Dans sa lettre aux Français, Emmanuel Macron a déclaré : “Je ne suis pas aveugle : je mesure le malaise démocratique. Cette fracture entre le peuple et ceux qui dirigent le pays que nous n’avons pas réussi à résorber. Oui, la manière de gouverner doit changer profondément.” Qu’est-ce qui doit changer ? Y a-t-il également un malaise démocratique au niveau européen ? Si oui, qu’est-ce qui doit changer à cette échelle ?
Pieyre-Alexandre Anglade : Il existe un sentiment de dépossession et d'éloignement au sein de la population française, de manque de prise sur les évolutions du monde et les décisions prises par les responsables politiques.
Il faut y répondre en incorporant des respirations démocratiques tout au long d’un mandat. Les conventions citoyennes, les grands débats sont une inspiration. Ils doivent être repensés dans leur organisation afin de mieux associer les citoyens.
Il faut par ailleurs faire évoluer la culture politique et celle des partis et avancer comme le font beaucoup de nos partenaires européens à travers des coalitions.
C’est ce que nous portons aussi dans cette campagne des législatives. Derrière le bloc central que nous incarnons, nous devons construire une nouvelle majorité parlementaire : un bloc des républicains et des démocrates attachés à la République et à la construction européenne.

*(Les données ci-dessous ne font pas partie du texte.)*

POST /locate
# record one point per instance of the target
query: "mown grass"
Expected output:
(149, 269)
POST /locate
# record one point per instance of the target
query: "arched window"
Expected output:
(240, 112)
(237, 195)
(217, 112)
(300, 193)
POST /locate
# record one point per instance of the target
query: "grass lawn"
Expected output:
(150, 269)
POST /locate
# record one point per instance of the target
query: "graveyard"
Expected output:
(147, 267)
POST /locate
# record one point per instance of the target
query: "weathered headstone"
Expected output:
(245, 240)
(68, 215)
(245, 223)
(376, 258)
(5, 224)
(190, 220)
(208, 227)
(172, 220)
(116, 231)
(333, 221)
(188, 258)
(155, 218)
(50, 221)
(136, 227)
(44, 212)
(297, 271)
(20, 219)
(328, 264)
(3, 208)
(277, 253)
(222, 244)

Quels sont les politiques qui vous paraissent cruciales pour les 5 années à venir, aux niveaux français et européens ?
Pieyre-Alexandre Anglade : Il y a 4 enjeux majeurs auxquels nous devons faire face : la défense de notre continent, l’atteinte de la neutralité climatique, le pouvoir d’achat et la participation démocratique. Au fond tout ce qui doit permettre à la France et à l'Europe d’être plus puissante, plus souveraine, plus écologique et plus démocratique.